Die Bundesanstalt für Materialforschung und -prüfung (kurz: BAM) lädt zur Pressekonferenz am 14.12.2010 um 15 Uhr ein. Dort werden Fragen rund um das Thema Prüfung und Sicherheit von Feuerwerk beantwortet. Die BAM weist darauf hin, dass Feuerwerkskörper grundsätzlich nur mit einer BAM-Kennzeichnung zugelassen sind.

Anmerkung von Rechtsanwalt Thomas Waetke:

Feuerwerk bietet naturgemäß ein erhöhtes Risiko für Verletzungen und Schäden. Der Veranstalter, der Feuerwerk einsetzt, sollte tunlichst Fachpersonal hinzuziehen und nicht einfach so darauf losböllern, da er im Schadensfall zumindest schon mit einem Fahrlässigkeitsvorwurf zu rechnen hat. Entsprechende Informationen zur Prüfung finden sich u.a. bei der BAM (hier klicken).

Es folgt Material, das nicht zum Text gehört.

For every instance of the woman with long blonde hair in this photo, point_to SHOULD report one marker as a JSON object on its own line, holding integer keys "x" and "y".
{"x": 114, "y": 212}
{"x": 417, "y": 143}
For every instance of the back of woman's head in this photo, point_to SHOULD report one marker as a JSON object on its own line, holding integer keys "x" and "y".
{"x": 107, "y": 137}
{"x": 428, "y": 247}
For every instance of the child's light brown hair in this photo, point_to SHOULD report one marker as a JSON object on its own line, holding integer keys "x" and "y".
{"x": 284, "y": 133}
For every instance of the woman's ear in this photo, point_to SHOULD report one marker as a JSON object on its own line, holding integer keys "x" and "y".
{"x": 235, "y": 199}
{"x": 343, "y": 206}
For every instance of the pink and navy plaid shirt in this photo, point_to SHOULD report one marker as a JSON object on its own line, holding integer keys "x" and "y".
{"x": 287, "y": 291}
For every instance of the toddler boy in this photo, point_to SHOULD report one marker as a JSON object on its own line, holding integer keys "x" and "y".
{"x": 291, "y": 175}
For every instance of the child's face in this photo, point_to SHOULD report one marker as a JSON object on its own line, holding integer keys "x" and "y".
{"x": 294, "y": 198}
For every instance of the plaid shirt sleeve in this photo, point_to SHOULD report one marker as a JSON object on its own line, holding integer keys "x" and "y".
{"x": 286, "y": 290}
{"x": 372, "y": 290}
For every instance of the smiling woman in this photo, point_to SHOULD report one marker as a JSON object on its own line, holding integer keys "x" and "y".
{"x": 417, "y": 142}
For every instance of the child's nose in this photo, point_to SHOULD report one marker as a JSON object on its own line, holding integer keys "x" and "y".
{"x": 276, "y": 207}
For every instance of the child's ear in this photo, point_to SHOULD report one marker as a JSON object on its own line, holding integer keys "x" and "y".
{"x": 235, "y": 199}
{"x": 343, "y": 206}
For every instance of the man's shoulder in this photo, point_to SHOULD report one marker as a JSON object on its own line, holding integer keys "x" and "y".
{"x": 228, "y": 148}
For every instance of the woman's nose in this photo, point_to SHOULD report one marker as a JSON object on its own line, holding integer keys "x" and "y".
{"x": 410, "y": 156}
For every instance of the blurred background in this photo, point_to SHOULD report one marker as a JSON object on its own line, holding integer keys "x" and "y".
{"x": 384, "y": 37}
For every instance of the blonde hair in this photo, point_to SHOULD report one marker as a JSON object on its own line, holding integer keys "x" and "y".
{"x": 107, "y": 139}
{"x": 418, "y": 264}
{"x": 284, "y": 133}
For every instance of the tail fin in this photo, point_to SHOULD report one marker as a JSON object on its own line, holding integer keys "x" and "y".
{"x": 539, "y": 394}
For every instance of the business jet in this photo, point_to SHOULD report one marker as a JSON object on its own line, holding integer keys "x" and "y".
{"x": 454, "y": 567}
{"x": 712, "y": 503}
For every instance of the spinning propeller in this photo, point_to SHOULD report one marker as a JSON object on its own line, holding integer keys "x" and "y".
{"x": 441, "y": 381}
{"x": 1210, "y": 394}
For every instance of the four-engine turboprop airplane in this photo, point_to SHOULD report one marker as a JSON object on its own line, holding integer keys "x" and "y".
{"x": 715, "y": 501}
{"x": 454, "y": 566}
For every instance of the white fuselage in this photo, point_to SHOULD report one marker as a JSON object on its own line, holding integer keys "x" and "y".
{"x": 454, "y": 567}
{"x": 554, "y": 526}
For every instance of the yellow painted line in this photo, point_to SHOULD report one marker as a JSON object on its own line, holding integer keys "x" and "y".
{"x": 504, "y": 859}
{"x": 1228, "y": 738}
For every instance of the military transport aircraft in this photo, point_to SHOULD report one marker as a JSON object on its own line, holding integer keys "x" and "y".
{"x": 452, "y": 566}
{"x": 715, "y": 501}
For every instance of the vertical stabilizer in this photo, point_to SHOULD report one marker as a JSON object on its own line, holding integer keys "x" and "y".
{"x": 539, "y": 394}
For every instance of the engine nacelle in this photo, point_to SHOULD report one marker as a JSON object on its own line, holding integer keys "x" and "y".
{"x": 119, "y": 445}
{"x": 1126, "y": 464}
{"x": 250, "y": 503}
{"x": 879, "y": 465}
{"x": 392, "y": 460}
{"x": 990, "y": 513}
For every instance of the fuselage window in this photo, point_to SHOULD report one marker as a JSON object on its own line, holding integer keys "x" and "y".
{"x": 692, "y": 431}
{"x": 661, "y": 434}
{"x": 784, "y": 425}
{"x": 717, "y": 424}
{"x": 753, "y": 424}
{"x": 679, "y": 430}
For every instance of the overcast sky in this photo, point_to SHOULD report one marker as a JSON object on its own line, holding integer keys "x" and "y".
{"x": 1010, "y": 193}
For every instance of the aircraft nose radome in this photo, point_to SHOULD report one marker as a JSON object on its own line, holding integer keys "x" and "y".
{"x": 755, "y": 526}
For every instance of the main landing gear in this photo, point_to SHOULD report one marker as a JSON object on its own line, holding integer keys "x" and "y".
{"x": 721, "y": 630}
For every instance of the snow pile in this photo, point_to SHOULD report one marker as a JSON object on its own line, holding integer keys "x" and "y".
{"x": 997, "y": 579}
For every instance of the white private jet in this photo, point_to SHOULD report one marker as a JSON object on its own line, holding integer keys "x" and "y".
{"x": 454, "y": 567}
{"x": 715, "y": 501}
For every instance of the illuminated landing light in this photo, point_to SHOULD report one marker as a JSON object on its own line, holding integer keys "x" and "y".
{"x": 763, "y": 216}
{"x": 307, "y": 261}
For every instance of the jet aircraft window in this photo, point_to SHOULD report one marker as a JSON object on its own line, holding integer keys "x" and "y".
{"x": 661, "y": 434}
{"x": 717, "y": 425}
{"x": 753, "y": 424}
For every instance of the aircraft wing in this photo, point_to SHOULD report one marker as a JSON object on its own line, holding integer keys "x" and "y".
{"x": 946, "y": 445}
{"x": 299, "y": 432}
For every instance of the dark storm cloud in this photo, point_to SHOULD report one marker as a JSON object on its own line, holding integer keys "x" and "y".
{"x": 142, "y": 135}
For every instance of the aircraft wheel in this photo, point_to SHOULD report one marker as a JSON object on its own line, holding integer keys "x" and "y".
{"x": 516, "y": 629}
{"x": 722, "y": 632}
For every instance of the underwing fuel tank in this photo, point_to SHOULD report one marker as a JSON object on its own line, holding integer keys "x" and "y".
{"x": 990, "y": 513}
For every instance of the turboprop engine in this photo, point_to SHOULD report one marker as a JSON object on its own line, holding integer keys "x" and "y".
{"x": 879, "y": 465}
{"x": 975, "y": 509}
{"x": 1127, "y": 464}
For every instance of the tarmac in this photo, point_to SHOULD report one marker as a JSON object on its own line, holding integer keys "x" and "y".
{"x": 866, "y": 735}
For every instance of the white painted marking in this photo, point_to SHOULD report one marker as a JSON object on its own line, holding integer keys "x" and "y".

Eine den Betreiber von Versammlungsstätten betreffende Regelung findet sich in § 35 Abs. 2 MVStättV:

Hiernach ist der Einsatz von Pyrotechnik in Versammlungsstätten verboten (das gilt auch im Open Air-Bereich!).

Eine Ausnahme kann gemacht werden, wenn…

  • der Einsatz der Pyrotechnik in der Art der Veranstaltung begründet ist und
  • der Veranstalter (!) die erforderlichen Brandschutzmaßnahmen im Einzelfall mit der Feuerwehr abgestimmt hat.

Dann muss die Verwendung aber jedenfalls durch eine nach dem Sprengstoffrecht geeignete Person überwacht werden.